Accepted Paper

Uneven climate adaptation and the politics of gender mainstreaming in Sri Lanka's dry zone: A feminist political ecology approach  
Nethmi Bathige (Pennsylvania State University)

Presentation short abstract

This paper is a feminist political ecology analysis of the uneven labor burdens resulting from a climate adaptation project implemented among women farmers and home gardeners in Sri Lanka's dry zone.

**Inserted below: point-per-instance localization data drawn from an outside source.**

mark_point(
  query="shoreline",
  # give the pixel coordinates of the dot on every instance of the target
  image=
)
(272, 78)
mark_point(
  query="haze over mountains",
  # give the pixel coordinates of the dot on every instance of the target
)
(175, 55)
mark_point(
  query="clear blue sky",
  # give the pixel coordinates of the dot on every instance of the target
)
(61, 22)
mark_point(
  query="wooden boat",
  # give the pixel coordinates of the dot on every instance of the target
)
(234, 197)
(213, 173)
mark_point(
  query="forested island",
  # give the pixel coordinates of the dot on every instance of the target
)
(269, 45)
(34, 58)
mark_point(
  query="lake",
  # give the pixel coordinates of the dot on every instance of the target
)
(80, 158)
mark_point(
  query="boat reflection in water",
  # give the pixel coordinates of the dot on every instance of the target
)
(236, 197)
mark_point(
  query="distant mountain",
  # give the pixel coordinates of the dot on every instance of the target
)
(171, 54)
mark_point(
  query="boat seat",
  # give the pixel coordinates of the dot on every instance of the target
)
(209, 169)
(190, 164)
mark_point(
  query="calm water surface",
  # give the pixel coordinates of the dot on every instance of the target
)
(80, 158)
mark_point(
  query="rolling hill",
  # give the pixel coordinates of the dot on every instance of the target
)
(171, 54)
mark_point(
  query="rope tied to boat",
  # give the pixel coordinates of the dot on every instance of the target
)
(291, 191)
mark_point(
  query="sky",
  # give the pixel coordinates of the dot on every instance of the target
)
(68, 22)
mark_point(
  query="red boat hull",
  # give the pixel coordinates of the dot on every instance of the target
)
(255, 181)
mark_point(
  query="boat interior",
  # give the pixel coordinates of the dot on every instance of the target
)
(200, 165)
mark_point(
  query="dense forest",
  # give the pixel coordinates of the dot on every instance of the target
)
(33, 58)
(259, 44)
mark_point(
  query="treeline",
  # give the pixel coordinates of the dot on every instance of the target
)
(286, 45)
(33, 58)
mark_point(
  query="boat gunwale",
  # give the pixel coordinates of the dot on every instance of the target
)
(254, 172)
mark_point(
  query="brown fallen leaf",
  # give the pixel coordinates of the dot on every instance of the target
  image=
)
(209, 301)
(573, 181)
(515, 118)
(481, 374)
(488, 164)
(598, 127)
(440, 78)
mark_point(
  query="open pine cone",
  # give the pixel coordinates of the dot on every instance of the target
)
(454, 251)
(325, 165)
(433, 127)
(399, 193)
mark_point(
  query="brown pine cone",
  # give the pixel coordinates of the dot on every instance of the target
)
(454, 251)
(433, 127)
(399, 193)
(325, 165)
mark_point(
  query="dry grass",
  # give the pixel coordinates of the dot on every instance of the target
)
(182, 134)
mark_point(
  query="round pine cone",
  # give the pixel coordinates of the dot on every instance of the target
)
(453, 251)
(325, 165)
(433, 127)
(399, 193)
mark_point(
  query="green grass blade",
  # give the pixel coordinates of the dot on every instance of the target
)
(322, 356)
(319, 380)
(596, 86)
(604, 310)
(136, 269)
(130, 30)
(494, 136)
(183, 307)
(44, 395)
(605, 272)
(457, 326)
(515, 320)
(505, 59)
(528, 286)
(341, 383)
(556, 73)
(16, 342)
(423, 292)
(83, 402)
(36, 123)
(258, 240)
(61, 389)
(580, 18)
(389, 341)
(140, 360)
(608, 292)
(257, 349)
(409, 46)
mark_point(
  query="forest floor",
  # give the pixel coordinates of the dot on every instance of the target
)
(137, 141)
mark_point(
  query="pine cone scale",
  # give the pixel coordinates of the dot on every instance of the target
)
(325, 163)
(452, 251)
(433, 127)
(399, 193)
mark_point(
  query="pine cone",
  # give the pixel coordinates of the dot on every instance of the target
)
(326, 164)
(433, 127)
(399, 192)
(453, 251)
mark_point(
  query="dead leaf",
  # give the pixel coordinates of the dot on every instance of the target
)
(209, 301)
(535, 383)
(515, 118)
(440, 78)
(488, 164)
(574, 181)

Presentation long abstract

Over the past two decades, gender mainstreaming has been adopted as a central component of climate change adaptation interventions around the world. Women farmers in Sri Lanka’s North Central dry zone region have been described as particularly vulnerable and in need of climate adaptation interventions due to rainfall variabilities which have had pronounced impact on agrarian communities. This paper draws upon insights from feminist political ecology and literature on the politics of climate change adaptation to develop an approach for understanding uneven adaptation through an intersectional lens. Here, we present findings on how adaptation programs frame ideal adaptation subjects, and how gender mainstreaming efforts produce uneven labor burdens for female farmers participating in the climate adaptation project. We use a combination of methods which includes mental maps and qualitative semi-structured interviews, to de-emphasize the so-called positivist stances which currently govern adaptation interventions. By focusing on a major climate change adaptation project in Sri Lanka’s dry zone, this paper demonstrates feminist political ecology is a useful approach to not only understand how social, economic and ecological differences are produced between farmers but also how pre-existing precarities may contribute to uneven adaptation outcomes.

Panel P028
The Political Ecology of Climate Finance: Temporalities, Rationalities, and Epistemologies.